This House of Grief: The Story of a Murder Trial by Helen Garner, Australia, 2014


This House of Grief is the story of a murder trial seen through the eyes of Helen Garner. In 2005, Robert Farquharson, drove his car, with his three young boys inside, across the road and into a dam just outside of Geelong in Victoria, Australia. Although Farquharson managed to get out the car, all three boys drowned, and the prosecution argued that the father had driven into the dam on purpose, in order to get even with a wife who had left him for another man. Farquharson maintained his innocence through two trials and claimed that he had had a fit of coughing and had blacked out. He was completely distraught that he was unable to save the boys.
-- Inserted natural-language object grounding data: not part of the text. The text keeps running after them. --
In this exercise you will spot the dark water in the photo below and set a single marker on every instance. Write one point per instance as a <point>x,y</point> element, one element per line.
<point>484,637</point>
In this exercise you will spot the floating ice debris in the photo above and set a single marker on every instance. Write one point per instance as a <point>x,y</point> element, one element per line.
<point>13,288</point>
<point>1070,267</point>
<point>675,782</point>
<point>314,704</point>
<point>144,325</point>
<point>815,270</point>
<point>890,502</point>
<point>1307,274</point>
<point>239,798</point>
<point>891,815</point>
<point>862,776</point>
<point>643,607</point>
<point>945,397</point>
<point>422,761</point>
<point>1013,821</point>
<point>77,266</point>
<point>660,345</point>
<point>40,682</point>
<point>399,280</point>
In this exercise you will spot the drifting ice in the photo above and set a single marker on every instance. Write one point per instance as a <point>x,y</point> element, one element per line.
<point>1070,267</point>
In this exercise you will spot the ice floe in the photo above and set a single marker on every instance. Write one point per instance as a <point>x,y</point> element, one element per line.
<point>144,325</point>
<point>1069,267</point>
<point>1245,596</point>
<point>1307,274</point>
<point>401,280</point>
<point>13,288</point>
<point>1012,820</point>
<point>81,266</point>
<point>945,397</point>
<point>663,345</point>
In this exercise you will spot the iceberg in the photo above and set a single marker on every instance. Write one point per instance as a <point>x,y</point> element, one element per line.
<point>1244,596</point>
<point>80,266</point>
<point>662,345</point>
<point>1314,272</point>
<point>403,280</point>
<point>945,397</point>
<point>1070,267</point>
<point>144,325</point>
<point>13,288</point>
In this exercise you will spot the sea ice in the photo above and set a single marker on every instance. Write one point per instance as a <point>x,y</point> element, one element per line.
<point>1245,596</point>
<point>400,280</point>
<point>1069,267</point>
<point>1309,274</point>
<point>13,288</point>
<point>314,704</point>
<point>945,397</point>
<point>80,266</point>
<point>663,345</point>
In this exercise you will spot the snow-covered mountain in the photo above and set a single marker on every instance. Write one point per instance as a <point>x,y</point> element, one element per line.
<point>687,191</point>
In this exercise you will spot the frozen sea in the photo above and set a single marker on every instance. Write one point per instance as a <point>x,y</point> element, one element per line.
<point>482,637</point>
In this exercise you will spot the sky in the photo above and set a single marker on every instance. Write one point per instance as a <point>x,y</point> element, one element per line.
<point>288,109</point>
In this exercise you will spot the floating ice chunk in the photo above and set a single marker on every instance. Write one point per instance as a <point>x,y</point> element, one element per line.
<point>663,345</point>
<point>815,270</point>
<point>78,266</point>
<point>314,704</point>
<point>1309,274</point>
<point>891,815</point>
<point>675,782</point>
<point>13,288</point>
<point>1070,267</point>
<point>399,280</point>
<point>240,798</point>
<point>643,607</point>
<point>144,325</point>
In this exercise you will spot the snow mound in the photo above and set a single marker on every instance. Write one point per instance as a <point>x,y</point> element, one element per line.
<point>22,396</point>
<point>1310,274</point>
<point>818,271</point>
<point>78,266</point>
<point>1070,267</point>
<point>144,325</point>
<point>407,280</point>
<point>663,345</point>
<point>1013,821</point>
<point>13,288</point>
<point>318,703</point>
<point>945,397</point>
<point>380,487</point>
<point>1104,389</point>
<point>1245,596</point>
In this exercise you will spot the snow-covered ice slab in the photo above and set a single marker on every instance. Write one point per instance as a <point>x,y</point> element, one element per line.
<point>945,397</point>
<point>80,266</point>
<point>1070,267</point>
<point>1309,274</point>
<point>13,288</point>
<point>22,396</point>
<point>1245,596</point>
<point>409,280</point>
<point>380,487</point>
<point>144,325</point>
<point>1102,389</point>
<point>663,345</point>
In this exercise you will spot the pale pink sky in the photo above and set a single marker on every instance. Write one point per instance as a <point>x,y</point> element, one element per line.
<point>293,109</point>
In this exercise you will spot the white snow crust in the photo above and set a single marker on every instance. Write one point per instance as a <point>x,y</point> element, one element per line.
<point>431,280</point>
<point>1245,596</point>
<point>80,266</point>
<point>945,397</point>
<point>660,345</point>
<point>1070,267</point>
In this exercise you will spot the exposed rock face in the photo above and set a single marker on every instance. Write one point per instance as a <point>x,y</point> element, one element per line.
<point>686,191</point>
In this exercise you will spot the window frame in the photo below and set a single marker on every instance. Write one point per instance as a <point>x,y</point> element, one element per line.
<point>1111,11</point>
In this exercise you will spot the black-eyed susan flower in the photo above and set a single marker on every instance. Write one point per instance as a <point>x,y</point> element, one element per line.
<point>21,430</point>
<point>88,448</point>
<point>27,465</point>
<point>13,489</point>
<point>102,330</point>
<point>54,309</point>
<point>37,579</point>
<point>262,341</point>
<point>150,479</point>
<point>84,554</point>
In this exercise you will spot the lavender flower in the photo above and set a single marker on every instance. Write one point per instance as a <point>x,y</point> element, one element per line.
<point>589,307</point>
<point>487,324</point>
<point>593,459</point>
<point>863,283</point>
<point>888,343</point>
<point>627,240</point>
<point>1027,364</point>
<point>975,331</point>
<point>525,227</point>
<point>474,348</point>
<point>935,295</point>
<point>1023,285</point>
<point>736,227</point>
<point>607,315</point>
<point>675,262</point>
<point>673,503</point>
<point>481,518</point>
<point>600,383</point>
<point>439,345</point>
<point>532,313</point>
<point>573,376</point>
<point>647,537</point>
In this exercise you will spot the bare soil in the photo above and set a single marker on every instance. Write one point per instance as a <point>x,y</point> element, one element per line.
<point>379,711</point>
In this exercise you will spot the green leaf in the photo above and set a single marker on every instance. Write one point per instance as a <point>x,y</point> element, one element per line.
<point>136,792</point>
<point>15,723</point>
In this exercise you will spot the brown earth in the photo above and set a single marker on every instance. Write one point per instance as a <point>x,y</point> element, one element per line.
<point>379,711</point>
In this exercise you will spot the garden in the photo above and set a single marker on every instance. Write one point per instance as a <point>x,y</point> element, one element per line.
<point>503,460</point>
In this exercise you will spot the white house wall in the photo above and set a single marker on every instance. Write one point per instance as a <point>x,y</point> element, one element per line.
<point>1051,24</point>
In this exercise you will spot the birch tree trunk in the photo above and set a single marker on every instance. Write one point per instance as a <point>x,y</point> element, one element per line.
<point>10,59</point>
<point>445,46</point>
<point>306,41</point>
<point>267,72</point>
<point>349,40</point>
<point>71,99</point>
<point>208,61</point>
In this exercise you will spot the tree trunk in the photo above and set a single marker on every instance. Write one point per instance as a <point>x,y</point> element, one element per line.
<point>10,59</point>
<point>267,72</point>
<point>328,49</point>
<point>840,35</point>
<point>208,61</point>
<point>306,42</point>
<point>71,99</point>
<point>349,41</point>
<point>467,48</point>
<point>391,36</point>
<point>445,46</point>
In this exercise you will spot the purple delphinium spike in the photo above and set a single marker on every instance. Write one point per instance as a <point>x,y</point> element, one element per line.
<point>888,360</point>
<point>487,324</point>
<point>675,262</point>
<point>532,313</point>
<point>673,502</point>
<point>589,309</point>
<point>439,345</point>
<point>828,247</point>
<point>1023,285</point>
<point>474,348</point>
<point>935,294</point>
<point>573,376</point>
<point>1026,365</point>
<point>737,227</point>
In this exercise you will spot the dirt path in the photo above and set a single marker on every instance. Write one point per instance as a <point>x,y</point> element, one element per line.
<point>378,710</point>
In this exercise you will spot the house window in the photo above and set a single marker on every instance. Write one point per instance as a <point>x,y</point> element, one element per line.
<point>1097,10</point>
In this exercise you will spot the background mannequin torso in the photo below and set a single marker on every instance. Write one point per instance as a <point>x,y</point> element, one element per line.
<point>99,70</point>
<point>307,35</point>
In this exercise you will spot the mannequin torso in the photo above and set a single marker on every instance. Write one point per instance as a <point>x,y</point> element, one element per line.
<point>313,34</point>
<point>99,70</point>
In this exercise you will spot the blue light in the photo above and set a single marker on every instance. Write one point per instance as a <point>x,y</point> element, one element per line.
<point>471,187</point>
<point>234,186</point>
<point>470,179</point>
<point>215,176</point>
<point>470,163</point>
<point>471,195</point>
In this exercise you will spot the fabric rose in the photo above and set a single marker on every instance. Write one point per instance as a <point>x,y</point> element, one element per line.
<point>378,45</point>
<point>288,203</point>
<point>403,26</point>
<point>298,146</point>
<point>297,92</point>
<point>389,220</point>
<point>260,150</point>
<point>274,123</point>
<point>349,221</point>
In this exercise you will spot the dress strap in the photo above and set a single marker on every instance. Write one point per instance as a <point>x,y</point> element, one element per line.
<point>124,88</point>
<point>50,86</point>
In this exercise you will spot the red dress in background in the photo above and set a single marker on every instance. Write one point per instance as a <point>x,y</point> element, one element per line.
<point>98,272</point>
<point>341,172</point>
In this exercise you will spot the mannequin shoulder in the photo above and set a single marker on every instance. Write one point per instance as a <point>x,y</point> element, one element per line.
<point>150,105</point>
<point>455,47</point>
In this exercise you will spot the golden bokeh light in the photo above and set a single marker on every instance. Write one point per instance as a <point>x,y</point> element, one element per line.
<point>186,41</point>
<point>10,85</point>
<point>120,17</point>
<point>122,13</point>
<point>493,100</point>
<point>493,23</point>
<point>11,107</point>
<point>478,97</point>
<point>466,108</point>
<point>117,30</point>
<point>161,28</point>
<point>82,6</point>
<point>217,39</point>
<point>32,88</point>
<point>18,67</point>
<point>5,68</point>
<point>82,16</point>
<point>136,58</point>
The book, though well-written, is exceptionally depressing, and it soon becomes fairly clear that there is no chance that the word 'accident' will be considered in a case like this: someone has to pay for the loss of three innocent children. Whether Farquharson is guilty: whether it was no accident, and whether the prosecution actually got it right are all things that only Farquharson can know for certain.

The game, which is the court, is chilling in its theatrical displays and puzzling twists and turns of information where winning becomes far more important than finding the truth, and I feel that Garner handles all of this particularly well. She manages to build up a picture of an inadequate and/or flawed justice system where a guilty or not guilty verdict hangs on things as tenuous as the emotional mood of the jury or the proficiency of the lawyer (either prosecution or defence) in creating a reason for either of those two verdicts. 

Although I feel that Garner has done a remarkable job in presenting the inadequacies of a legal system where lawyers play to a disparate group of people – a group which may or may not have the intellectual, moral and/or emotional capacity to decide another person's innocence or guilt – there are a few places in the book where the author herself takes sides (albeit subtly), revealing that even she is not immune to the game being played.

I would not reread the book, and I do not feel that it is one of Garner's best books. This is partially because of the subject matter itself, but it is probably more because of a realization that no one - not even someone giving a neutral account of a trial - is exempt from the belief that 'someone has to pay'.